Note: To protect the privacy of our members, e-mail addresses have been removed from the archived messages. As a result, some links may be broken.
Did you know that ALL art, at least to some extent exists in VIRTUAL
SPACE? You see, the word VIRTUAL does not mean COMPUTER. We distinguish
virtual space from material space. Your computer is in front of you right
now. You can see it and you can touch it. That is material and it exists
in material space. If you close your eyes and imagine it or imagine
touching it THAT is virtual space. If you paint a picture of it that too
is a kind of virtual space. And if you go farther yet and put it on the
web in a scanned graphic or something from your computers paint program
it is also virtual.
People first started talking about virtual imagery when they started
examining the properties of mirrors. What you see in a mirror is a
virtual image or reality too.
You might also want to ask your question on the NAEA-Electronic Media
Interest Group <naea-emig> What you are asking about is
art created with electronic media (like your paint program).
You have some good questions. How good are you at "web surfing"? I don't
have my EMIG address book or my bookmarks on the account I'm writing you
on or I'd give you some URLS right now. There is an artist on the web who
comes to mind. His name is Marius Johnston. You could find his home page
if you tried (maybe using alta vista or Yahoo) and ask him about his art.
He has been making art electronically for a long time now and knows a lot
about this kind of art.
You could do a search for "computer artist" on Alta Vista (use those
quotation marks too)
We are always talking about who determines whether something is art or not.

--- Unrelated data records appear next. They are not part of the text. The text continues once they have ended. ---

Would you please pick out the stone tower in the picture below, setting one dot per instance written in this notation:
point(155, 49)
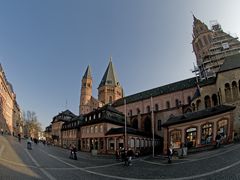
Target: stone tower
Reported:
point(86, 92)
point(211, 47)
point(109, 89)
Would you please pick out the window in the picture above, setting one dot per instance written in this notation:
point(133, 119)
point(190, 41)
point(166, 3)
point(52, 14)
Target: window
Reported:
point(96, 129)
point(189, 99)
point(191, 136)
point(207, 133)
point(167, 104)
point(148, 109)
point(159, 125)
point(177, 102)
point(175, 138)
point(138, 111)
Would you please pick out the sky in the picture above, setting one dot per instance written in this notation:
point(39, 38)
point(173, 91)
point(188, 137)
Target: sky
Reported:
point(46, 45)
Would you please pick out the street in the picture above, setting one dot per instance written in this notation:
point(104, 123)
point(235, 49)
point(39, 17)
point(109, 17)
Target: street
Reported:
point(49, 162)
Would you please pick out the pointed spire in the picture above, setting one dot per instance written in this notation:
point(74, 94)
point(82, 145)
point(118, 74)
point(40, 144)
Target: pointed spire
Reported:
point(110, 77)
point(88, 73)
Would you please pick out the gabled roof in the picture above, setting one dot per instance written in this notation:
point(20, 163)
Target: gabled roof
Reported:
point(230, 63)
point(88, 74)
point(62, 116)
point(107, 114)
point(130, 130)
point(169, 88)
point(109, 77)
point(188, 117)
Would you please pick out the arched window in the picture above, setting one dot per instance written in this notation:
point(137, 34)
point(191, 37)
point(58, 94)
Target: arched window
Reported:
point(147, 125)
point(207, 102)
point(228, 94)
point(214, 100)
point(235, 90)
point(135, 124)
point(207, 133)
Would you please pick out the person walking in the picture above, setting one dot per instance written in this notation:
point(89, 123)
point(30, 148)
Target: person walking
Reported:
point(170, 154)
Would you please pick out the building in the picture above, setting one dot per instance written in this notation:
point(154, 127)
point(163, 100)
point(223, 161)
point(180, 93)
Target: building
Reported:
point(191, 111)
point(109, 90)
point(57, 123)
point(10, 114)
point(211, 47)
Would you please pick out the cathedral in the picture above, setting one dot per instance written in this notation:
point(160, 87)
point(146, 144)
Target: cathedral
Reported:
point(109, 90)
point(190, 112)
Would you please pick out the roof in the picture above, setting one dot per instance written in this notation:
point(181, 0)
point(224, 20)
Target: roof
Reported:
point(88, 73)
point(62, 116)
point(169, 88)
point(230, 63)
point(109, 77)
point(108, 114)
point(121, 130)
point(188, 117)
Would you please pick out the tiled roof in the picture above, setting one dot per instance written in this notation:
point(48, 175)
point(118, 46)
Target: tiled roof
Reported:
point(188, 117)
point(177, 86)
point(121, 130)
point(231, 62)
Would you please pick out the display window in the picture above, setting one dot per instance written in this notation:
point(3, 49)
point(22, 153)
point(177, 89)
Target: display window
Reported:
point(175, 138)
point(207, 133)
point(191, 137)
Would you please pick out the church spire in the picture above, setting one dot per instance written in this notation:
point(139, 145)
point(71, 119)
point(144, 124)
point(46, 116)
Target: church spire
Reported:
point(88, 73)
point(109, 77)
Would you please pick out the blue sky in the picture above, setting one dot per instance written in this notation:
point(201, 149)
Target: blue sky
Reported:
point(46, 46)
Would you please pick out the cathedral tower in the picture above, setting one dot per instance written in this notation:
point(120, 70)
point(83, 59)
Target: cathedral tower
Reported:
point(86, 92)
point(109, 89)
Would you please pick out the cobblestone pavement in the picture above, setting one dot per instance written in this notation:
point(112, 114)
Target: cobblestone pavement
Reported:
point(49, 162)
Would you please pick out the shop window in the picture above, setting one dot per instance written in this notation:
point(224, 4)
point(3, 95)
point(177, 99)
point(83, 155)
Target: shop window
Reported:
point(214, 99)
point(148, 109)
point(207, 133)
point(228, 94)
point(191, 135)
point(235, 90)
point(135, 124)
point(207, 102)
point(159, 125)
point(222, 126)
point(175, 138)
point(167, 104)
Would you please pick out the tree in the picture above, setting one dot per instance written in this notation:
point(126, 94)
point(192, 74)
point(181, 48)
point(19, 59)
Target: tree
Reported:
point(31, 124)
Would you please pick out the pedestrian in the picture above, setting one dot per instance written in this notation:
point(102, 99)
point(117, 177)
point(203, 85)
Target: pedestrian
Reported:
point(129, 157)
point(117, 154)
point(29, 144)
point(19, 137)
point(170, 154)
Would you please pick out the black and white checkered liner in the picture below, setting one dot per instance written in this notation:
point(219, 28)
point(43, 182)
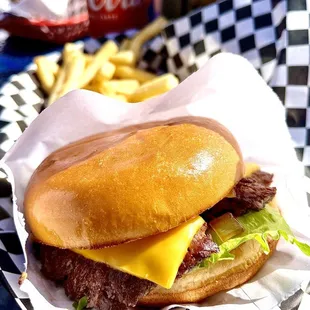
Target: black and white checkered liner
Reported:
point(272, 34)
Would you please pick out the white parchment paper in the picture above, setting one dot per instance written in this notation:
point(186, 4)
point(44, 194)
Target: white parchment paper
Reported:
point(227, 89)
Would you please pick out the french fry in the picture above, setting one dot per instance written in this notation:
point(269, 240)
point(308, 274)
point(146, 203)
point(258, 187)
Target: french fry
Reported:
point(123, 87)
point(126, 72)
point(46, 71)
point(105, 52)
point(106, 72)
point(88, 59)
point(124, 45)
point(123, 58)
point(69, 50)
point(146, 34)
point(154, 87)
point(73, 73)
point(56, 90)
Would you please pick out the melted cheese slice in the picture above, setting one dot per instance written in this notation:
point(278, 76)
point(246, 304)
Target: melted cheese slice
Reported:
point(155, 258)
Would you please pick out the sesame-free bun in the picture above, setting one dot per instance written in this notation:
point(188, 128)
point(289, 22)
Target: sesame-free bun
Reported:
point(204, 282)
point(131, 183)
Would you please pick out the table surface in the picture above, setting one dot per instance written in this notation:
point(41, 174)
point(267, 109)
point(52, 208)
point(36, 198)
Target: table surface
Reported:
point(16, 54)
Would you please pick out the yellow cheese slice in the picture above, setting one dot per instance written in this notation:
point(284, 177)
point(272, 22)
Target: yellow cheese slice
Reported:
point(155, 258)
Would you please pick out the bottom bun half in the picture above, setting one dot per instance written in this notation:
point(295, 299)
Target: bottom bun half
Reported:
point(224, 275)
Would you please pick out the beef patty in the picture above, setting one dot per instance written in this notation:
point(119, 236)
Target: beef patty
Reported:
point(107, 288)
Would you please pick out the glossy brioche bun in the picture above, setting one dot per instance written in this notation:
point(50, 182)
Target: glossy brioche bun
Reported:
point(224, 275)
point(131, 183)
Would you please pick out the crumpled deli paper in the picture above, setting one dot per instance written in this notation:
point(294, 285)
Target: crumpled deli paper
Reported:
point(227, 89)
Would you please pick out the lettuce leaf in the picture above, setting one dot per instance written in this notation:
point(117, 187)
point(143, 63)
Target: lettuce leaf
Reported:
point(258, 226)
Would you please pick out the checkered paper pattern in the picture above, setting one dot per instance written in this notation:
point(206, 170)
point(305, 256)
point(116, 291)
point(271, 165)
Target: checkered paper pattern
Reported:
point(272, 35)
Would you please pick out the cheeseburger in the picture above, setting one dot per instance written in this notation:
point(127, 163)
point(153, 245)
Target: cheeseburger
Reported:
point(152, 214)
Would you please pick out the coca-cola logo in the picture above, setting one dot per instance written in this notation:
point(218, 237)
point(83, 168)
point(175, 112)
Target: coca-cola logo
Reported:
point(111, 5)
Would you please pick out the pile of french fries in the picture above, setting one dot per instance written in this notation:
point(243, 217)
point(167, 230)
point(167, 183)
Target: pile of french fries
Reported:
point(111, 71)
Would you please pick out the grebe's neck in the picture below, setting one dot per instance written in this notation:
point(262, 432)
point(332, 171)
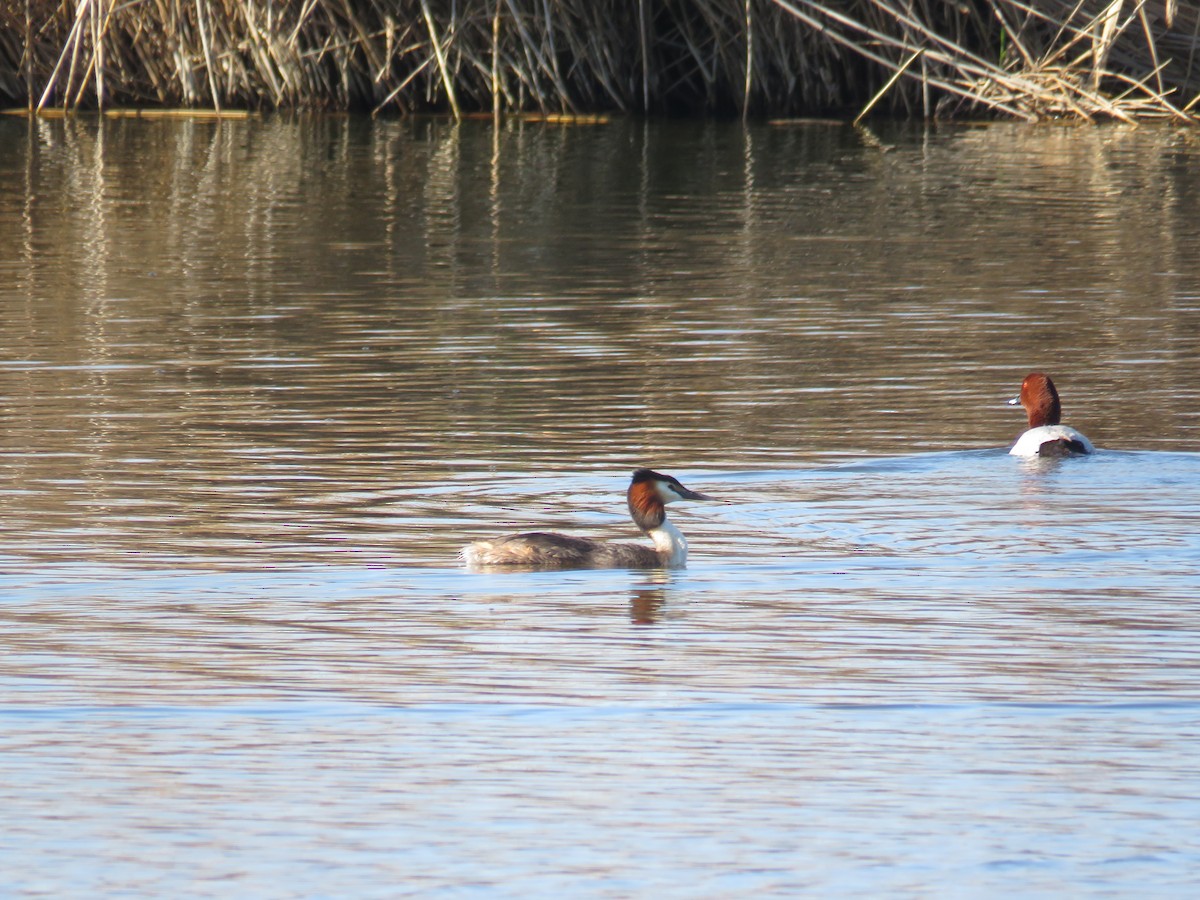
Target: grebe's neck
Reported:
point(670, 543)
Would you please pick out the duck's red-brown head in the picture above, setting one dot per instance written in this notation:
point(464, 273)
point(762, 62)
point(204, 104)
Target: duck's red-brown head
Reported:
point(1039, 400)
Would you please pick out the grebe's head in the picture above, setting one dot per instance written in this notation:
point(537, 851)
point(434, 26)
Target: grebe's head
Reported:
point(651, 491)
point(1039, 400)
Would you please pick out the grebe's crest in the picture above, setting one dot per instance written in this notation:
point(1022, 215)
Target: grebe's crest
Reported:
point(648, 495)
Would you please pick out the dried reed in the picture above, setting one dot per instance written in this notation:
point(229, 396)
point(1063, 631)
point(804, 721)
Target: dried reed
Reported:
point(1030, 59)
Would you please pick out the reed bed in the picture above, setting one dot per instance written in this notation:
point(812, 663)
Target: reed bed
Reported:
point(1026, 59)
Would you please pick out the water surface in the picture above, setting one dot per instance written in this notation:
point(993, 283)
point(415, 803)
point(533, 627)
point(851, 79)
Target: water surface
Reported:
point(262, 379)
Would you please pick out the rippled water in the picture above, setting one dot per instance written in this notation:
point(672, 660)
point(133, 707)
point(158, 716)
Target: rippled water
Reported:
point(262, 379)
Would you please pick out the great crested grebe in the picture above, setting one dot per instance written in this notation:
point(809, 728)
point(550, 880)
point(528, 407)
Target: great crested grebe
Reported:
point(648, 495)
point(1045, 436)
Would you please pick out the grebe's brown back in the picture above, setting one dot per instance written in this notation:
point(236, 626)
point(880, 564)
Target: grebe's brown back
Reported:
point(648, 495)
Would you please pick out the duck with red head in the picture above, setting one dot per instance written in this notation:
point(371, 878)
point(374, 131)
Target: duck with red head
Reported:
point(1047, 436)
point(648, 495)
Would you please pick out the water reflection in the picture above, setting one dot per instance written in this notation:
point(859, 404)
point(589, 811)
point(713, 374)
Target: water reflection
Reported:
point(264, 379)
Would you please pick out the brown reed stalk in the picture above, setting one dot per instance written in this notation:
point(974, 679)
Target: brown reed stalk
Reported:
point(1029, 59)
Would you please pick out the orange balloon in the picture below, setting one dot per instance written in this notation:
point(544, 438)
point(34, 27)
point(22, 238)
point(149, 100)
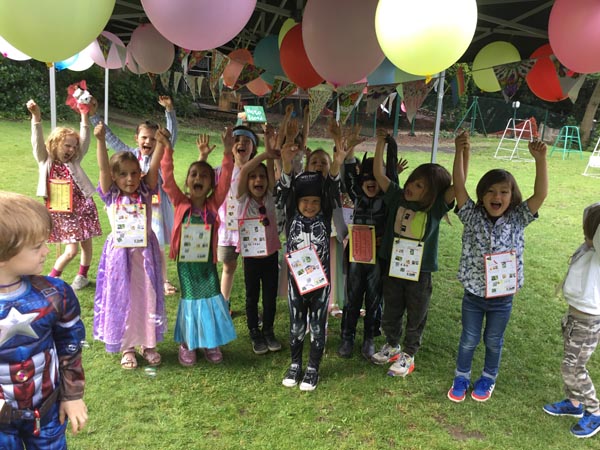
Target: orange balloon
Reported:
point(295, 62)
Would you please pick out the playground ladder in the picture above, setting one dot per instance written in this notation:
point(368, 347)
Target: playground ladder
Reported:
point(512, 137)
point(593, 167)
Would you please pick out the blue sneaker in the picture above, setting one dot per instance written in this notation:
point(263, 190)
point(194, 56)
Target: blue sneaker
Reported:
point(587, 426)
point(564, 408)
point(458, 391)
point(482, 389)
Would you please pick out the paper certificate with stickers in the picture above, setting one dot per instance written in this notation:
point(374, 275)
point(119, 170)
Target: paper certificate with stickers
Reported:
point(362, 243)
point(406, 259)
point(195, 243)
point(253, 238)
point(129, 227)
point(500, 274)
point(305, 266)
point(60, 196)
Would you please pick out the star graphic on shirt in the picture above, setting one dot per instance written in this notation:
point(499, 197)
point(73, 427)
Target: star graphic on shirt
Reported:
point(16, 323)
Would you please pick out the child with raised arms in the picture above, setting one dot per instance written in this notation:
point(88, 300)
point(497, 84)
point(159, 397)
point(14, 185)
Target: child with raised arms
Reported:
point(76, 220)
point(491, 262)
point(203, 319)
point(129, 307)
point(409, 249)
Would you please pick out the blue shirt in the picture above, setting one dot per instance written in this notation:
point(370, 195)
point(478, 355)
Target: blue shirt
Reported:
point(482, 236)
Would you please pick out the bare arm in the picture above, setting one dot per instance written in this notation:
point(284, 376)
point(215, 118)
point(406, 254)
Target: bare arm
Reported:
point(540, 187)
point(378, 172)
point(105, 177)
point(462, 147)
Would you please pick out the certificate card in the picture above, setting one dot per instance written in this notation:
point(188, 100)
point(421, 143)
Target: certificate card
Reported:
point(130, 225)
point(307, 270)
point(253, 238)
point(406, 259)
point(60, 196)
point(195, 242)
point(500, 274)
point(362, 243)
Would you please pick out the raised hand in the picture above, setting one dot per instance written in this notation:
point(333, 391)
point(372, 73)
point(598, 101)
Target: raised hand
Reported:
point(166, 102)
point(203, 144)
point(34, 109)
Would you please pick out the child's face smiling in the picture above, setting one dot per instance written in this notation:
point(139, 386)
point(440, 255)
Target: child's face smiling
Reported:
point(258, 183)
point(145, 140)
point(199, 182)
point(415, 191)
point(29, 261)
point(128, 178)
point(242, 149)
point(496, 200)
point(67, 148)
point(371, 188)
point(309, 206)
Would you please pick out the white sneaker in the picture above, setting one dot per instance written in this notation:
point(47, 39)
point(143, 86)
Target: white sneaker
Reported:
point(79, 282)
point(404, 366)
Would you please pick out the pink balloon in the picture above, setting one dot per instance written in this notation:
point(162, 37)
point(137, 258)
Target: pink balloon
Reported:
point(199, 24)
point(574, 33)
point(150, 49)
point(113, 60)
point(340, 40)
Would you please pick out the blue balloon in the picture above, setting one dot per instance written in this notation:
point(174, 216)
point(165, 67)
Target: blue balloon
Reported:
point(62, 65)
point(384, 74)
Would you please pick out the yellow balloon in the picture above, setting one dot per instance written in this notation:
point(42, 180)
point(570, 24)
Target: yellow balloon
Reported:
point(493, 54)
point(425, 37)
point(53, 30)
point(287, 26)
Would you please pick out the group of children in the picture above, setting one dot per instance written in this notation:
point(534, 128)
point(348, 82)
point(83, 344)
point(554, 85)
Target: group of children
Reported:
point(236, 209)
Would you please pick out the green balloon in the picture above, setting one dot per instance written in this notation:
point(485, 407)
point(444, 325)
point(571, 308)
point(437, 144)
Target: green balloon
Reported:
point(54, 30)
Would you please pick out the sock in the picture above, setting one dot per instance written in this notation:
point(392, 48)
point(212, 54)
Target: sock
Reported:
point(83, 270)
point(55, 273)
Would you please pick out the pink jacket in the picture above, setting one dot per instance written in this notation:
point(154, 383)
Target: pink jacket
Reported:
point(183, 205)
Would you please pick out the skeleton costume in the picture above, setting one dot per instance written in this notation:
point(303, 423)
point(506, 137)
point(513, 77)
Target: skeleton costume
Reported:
point(302, 232)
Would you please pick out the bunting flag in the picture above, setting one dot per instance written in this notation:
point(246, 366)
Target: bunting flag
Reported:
point(176, 80)
point(195, 57)
point(348, 98)
point(249, 73)
point(318, 97)
point(376, 96)
point(199, 81)
point(165, 78)
point(190, 80)
point(415, 93)
point(104, 44)
point(181, 60)
point(281, 89)
point(219, 63)
point(510, 76)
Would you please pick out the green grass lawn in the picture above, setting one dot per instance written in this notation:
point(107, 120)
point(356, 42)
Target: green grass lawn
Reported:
point(241, 402)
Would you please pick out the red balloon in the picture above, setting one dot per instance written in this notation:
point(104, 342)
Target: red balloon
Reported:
point(542, 79)
point(295, 62)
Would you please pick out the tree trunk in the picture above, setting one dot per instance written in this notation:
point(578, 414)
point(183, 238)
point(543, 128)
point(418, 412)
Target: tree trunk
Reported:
point(588, 118)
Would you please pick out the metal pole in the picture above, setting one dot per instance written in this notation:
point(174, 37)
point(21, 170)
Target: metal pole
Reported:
point(52, 97)
point(438, 116)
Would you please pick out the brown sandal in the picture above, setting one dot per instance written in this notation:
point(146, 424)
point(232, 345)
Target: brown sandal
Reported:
point(151, 356)
point(128, 360)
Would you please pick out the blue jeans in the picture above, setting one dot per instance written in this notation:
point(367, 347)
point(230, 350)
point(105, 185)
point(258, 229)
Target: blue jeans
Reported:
point(496, 312)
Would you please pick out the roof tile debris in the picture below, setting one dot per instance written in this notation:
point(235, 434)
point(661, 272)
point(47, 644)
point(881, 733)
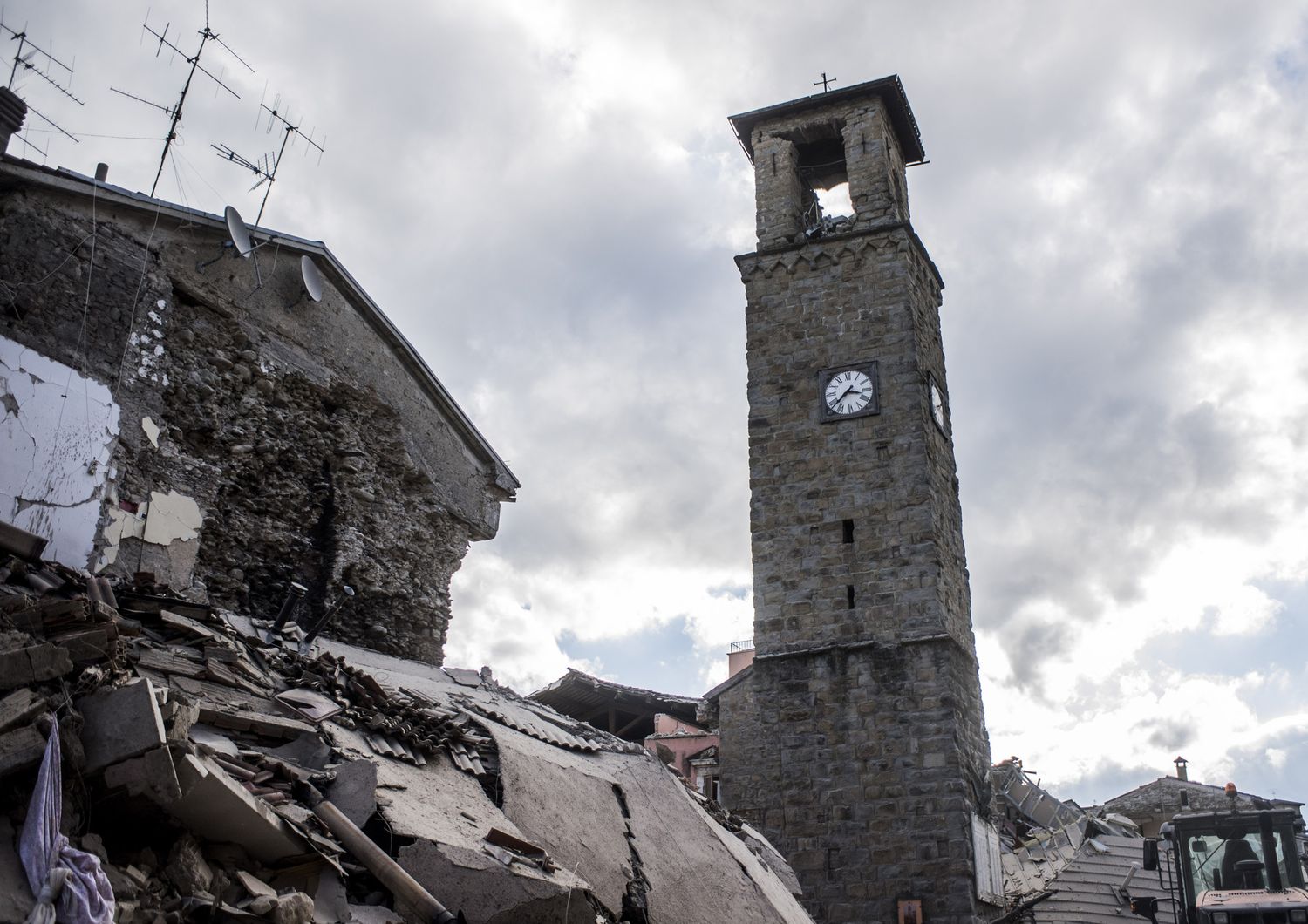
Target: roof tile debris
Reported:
point(219, 774)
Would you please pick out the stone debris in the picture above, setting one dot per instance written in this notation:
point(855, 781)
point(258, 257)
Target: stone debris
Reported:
point(224, 771)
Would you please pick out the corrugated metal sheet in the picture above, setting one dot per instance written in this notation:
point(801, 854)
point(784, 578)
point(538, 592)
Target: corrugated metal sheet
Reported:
point(1086, 889)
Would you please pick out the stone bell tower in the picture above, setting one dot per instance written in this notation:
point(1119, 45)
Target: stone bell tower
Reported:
point(855, 740)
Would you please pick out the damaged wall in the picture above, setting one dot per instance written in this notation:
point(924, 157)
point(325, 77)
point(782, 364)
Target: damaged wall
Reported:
point(246, 436)
point(57, 438)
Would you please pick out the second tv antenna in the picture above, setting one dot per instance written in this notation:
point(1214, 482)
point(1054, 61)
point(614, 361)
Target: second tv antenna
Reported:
point(266, 167)
point(31, 58)
point(174, 112)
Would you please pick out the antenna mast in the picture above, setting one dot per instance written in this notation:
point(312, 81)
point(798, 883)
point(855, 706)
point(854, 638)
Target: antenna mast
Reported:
point(174, 112)
point(31, 58)
point(266, 167)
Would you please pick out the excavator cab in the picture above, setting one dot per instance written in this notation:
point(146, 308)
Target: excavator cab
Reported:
point(1230, 868)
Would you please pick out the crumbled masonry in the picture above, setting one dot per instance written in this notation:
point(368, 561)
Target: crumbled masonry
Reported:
point(219, 774)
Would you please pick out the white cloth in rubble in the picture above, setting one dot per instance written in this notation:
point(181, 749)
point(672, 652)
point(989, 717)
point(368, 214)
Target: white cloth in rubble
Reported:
point(68, 884)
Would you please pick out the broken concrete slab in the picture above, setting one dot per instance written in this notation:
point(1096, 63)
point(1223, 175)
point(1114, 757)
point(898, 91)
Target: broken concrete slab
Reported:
point(20, 748)
point(355, 791)
point(254, 885)
point(771, 858)
point(295, 907)
point(308, 751)
point(703, 874)
point(214, 740)
point(521, 894)
point(151, 775)
point(374, 914)
point(217, 808)
point(23, 662)
point(120, 723)
point(557, 801)
point(187, 868)
point(18, 707)
point(331, 903)
point(16, 900)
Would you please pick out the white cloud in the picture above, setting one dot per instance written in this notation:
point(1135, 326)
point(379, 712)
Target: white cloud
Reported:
point(546, 198)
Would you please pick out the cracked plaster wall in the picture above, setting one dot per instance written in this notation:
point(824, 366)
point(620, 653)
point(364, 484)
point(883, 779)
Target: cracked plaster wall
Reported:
point(57, 439)
point(290, 429)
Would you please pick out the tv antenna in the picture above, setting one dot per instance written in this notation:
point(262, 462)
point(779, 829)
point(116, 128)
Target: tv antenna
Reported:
point(31, 58)
point(266, 167)
point(174, 112)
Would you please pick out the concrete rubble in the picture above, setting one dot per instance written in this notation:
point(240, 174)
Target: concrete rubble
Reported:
point(224, 771)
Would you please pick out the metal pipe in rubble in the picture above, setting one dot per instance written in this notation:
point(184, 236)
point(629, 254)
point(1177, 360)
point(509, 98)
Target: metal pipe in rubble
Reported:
point(387, 872)
point(324, 618)
point(295, 594)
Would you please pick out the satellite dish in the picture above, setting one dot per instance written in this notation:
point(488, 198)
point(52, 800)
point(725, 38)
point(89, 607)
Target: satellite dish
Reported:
point(313, 279)
point(240, 232)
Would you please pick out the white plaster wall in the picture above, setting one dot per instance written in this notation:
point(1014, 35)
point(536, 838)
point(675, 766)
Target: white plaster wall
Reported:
point(57, 437)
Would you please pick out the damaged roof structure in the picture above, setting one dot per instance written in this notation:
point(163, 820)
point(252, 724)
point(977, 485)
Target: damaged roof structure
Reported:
point(627, 711)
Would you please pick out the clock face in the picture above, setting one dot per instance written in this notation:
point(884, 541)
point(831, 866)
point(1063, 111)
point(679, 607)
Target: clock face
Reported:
point(848, 392)
point(937, 405)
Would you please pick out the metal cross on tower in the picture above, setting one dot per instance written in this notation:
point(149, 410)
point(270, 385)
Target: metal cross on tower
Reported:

Let me ask you some questions - what are you allowed to decide about? Are
most things decided because we are told the answer or because we talk
together and find out whether we agree about things or not? Put another
way, Who decides whether tomatoes are food? We haven't always agreed about
that you know some people used to thing that tomatoes were poison (maybe
there are STILL some people who think so)
You might want to search for: history "electronic art" and find out if
anyone has written about that part of art history. I haven't looked yet.
If you look-up COMMODITY in the dictionary maybe you could decide if art
could be a commodity. (hint: could I pay an artist to make a picture to put
on my home page?)
You ask "Who ownes the art?" and "Are there copyright laws that protect
this type of art or is it understood by the artist that anyone can
capture it, change it or whatever?"
There are LOTS of rules about this and we are still making and changing
them. Copyright law is very complex. Generally we can say that the person
who own the copyright also owns the art. But that is not always true
because it is possible for the artist to specifically retain the
copyright even after she has sold the art. (have to read the fine print
there) Also there many aspects of copyright, someone might own the right
to first publish something (you see this in writing more) or the right to
publish on the internet or WWW... rights and ownership can be limited.
If you can find the Basilisk homepage you will find some interesting
information on copyright (sorry I don't have their URL handy)
You wrote: "I was told in a class that Bill Gates is buying up some
copyrights on many pieces of artworks so that he can use or sell people a
charged $ rate on the web to view them. Is this true?"
Bill is aquiring imagery so that he can sell the right to USE the
imagery. In the case of at least one archive he has aquired it was already
being used in that way just not electronically or on the internet. I do
not know if he is intending to charge just to see them.